As an aside, zen 1 did actually have a 64kB (and only 4 way!) L1I cache, but changed to the page size times way count restriction with zen 2, reducing the L1 size by half.

You can also see this on the apple side, where their giant 192kB caches L1I are 12 ways with a 16kB page size.

kbolino 201 days ago

Also, rather importantly, the L1i (instruction) cache is still only 32 kB. The part that got bigger, the 48 kB of L1d (data) cache, does not count for this purpose.

gpderetta 201 days ago

Instruction caches also prefetch very well, as long as branch prediction is good. Of course on a misprediction you might also suffer a cache miss in addition to the normal penalty.

vardump 201 days ago

> - mov ax, 0 - needs 4 bytes (66 b8 00 00) - xor ax,ax - needs 3 bytes (66 31 c0)

You don't need operand size prefix 0x66 when running 16 bit code in Real Mode. So "mov ax, 0" is 3 bytes and "xor ax, ax" is just 2 bytes.

eb0la 201 days ago

My fault: I just compiled the instruction with an assembler instead of looking up the actual instruction from documentation.
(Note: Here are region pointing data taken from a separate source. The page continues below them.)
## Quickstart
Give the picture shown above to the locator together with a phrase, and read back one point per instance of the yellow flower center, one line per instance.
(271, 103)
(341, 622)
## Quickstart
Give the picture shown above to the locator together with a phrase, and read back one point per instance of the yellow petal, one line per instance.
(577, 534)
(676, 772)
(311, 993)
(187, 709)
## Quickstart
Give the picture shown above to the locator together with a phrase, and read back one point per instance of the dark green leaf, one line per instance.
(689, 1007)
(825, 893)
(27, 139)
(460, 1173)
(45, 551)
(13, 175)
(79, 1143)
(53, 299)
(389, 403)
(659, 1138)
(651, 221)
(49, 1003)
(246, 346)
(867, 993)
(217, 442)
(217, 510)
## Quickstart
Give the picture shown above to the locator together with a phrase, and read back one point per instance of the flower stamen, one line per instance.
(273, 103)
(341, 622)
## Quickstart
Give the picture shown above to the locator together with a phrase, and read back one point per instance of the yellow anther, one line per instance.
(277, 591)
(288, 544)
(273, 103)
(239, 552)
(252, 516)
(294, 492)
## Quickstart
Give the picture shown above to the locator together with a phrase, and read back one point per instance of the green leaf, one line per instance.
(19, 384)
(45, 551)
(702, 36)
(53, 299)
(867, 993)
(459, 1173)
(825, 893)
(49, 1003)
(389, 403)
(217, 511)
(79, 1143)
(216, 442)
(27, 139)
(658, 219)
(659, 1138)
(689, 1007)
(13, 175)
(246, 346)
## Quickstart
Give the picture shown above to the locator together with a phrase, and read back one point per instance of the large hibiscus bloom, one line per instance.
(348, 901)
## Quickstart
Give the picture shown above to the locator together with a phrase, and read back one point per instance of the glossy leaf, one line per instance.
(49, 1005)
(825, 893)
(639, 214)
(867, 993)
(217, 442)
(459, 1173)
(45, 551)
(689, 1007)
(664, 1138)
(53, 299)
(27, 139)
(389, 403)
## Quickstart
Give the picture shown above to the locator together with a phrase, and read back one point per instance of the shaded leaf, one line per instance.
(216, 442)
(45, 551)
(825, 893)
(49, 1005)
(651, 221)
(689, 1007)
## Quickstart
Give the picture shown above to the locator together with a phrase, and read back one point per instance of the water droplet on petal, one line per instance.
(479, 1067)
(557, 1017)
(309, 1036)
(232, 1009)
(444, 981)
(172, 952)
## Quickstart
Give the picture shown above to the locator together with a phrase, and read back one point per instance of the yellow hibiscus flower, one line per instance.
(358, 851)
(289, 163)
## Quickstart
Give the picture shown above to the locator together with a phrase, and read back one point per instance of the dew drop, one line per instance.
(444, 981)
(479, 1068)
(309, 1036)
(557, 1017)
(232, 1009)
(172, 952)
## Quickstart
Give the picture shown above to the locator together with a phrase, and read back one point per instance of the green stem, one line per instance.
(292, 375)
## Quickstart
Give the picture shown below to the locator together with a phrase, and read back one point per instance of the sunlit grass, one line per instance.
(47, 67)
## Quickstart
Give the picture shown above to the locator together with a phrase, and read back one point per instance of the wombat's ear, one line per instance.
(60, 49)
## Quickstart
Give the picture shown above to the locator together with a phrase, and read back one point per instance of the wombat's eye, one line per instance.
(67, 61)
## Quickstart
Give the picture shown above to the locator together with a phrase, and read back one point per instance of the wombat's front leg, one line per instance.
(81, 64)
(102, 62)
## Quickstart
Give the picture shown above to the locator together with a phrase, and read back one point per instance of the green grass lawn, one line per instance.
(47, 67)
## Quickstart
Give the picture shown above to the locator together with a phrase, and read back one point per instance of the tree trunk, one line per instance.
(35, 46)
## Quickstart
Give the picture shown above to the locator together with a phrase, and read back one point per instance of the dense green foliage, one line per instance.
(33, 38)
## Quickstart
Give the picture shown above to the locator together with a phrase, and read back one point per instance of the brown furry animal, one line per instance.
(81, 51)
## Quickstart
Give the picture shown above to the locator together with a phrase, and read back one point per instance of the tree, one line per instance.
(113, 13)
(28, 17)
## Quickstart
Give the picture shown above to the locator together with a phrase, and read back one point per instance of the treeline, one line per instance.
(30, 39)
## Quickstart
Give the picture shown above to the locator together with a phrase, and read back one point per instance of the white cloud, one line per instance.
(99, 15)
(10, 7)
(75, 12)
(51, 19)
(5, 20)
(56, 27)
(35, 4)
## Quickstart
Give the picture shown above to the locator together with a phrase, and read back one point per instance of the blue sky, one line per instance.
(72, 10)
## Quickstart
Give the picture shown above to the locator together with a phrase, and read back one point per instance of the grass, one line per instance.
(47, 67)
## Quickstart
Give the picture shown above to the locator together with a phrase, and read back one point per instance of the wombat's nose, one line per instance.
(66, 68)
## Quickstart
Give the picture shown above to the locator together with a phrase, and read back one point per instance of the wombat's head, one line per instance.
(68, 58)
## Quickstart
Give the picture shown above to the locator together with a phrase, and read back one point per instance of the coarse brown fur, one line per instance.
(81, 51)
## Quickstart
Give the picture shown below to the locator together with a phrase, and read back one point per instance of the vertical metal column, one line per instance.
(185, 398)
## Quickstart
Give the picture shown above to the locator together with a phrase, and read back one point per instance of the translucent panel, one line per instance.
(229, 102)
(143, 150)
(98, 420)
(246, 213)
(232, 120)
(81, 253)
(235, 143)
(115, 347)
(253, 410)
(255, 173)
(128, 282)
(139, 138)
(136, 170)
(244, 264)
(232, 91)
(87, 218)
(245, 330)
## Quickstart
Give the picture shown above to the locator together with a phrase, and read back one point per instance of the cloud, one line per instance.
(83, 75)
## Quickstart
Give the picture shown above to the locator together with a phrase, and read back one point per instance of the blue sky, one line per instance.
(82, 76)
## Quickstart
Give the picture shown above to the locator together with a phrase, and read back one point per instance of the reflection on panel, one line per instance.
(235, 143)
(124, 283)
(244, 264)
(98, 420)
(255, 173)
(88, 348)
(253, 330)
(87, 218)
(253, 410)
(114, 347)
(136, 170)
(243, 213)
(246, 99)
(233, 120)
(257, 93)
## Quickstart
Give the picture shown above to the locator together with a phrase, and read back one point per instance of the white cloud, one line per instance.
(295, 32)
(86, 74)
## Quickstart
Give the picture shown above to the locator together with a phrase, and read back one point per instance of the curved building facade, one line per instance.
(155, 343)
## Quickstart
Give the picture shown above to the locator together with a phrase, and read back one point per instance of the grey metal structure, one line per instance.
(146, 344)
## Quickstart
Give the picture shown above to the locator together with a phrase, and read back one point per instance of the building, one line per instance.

It makes much more sense: resetting ax, and bc (xor ax,ax ; xor bx,bx) will be 4 octets, DWORD aligned, and a bit faster to fetch by the x86 than the 3-octet version I wrote before.

Someone 201 days ago

> If you decode the instruction, it makes sense to use XOR:

> - mov ax, 0 - needs 4 bytes (66 b8 00 00) - xor ax,ax - needs 3 bytes (66 31 c0)

Except, apparently, on the pentium Pro, according to this comment: https://randomascii.wordpress.com/2012/12/29/the-surprising-..., which says:

“But there was at least one out-of-order design that did not recognize xor reg, reg as a special case: the Pentium Pro. The Intel Optimization manuals for the Pentium Pro recommended “mov” to zero a register.”

qingcharles 200 days ago

That's weird, I looked it up earlier and found the P6 (Pentium Pro) was the first to actually make the xor optimization into a zero clock operation.
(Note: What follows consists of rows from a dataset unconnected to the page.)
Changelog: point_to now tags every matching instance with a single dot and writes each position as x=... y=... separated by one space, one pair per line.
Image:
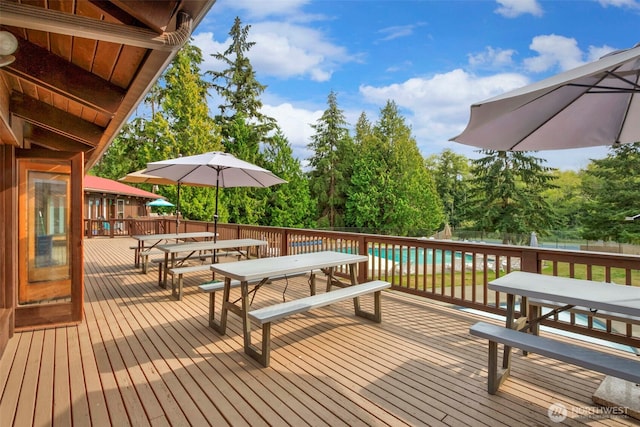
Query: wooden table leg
x=511 y=307
x=221 y=327
x=166 y=268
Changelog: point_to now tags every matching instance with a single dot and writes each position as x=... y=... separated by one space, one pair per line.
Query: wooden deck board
x=142 y=358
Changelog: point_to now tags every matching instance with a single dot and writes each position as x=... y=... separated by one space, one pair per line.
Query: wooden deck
x=142 y=358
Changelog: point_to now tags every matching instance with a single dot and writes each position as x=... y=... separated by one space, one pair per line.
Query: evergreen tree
x=392 y=191
x=508 y=189
x=330 y=164
x=611 y=191
x=451 y=175
x=567 y=199
x=239 y=89
x=180 y=125
x=183 y=102
x=244 y=126
x=290 y=204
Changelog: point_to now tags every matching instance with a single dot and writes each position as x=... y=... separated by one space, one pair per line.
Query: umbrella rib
x=565 y=106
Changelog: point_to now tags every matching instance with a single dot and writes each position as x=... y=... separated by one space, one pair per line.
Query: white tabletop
x=256 y=269
x=170 y=236
x=210 y=245
x=582 y=293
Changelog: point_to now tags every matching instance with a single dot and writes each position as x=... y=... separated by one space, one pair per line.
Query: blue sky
x=432 y=58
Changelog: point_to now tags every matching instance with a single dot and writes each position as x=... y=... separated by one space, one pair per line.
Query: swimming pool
x=405 y=255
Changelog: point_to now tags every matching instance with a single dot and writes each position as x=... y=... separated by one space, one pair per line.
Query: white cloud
x=596 y=52
x=437 y=108
x=295 y=124
x=492 y=58
x=398 y=31
x=634 y=4
x=283 y=50
x=515 y=8
x=261 y=9
x=553 y=51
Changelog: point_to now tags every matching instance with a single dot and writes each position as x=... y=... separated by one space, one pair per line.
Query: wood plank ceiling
x=83 y=66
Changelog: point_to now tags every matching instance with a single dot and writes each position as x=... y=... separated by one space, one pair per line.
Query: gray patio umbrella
x=215 y=168
x=595 y=104
x=160 y=203
x=142 y=176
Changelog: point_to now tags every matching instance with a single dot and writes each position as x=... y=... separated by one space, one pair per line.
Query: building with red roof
x=108 y=199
https://fanael.github.io/archives/topic-microarchitecture-ar...

Someone 200 days ago

A few paragraphs down from that:

“I assume that the ability to recognize that the exclusive-or zeroing idiom doesn't really depend on the previous value of a register, so that it can be dispatched immediately without waiting for the old value — thus breaking the dependency chain — met the same fate; the Pentium Pro shipped without it.

Some of the cut features were introduced in later models: segment register renaming, for example, was added back in the Pentium II. Maybe dependency-breaking zeroing XOR was added in later P6 models too? After all, it seems such a simple yet important thing, and indeed, I remember seeing people claim that's the case in some old forum posts and mailing list messages. On the other hand, some sources, such as Agner Fog's optimization manuals say that not only it was never present in any of the P6 processors, it was also missing in Pentium M.”

Anarch157a 201 days ago

I don't know enough of the 8086 so I don't know if this works the same, but on the Z80 (which means it was probably true for the 8080 too), XOR A would also clear pretty much all bits on the flag register, meaning the flags would be in a known state before doing something that could affect them.

vanderZwan 201 days ago

Which I guess is the same reason why modern Intel CPU pipelines can rely on it for pipelining.

RHSeeger 201 days ago

> the IBM PC XT days (before the 80286)

Fun fact - the IBM PC XT also came in a 286 model (the XT 286).

eb0la 201 days ago

You're right. I forgot that!

RHSeeger 200 days ago

To be fair, I only remember because that was the 2nd computer I owned.

chasd00 201 days ago

> - mov ax, 0 - needs 4 bytes (66 b8 00 00) - xor ax,ax - needs 3 bytes (66 31 c0)

iirc doesn't word alignment matter? I have no idea if this is how the IBM PC XT was aligned but if you had 4 byte words then it doesn't matter if you save a byte with xor because you wouldn't be able to use it for anything else anyway. again, iirc.

Narishma 200 days ago

No, the 8088 used in the PC has a 2 byte word size. More importantly, it only has an 8-bit data bus, so alignment didn't really matter because it fetched instructions one byte at a time.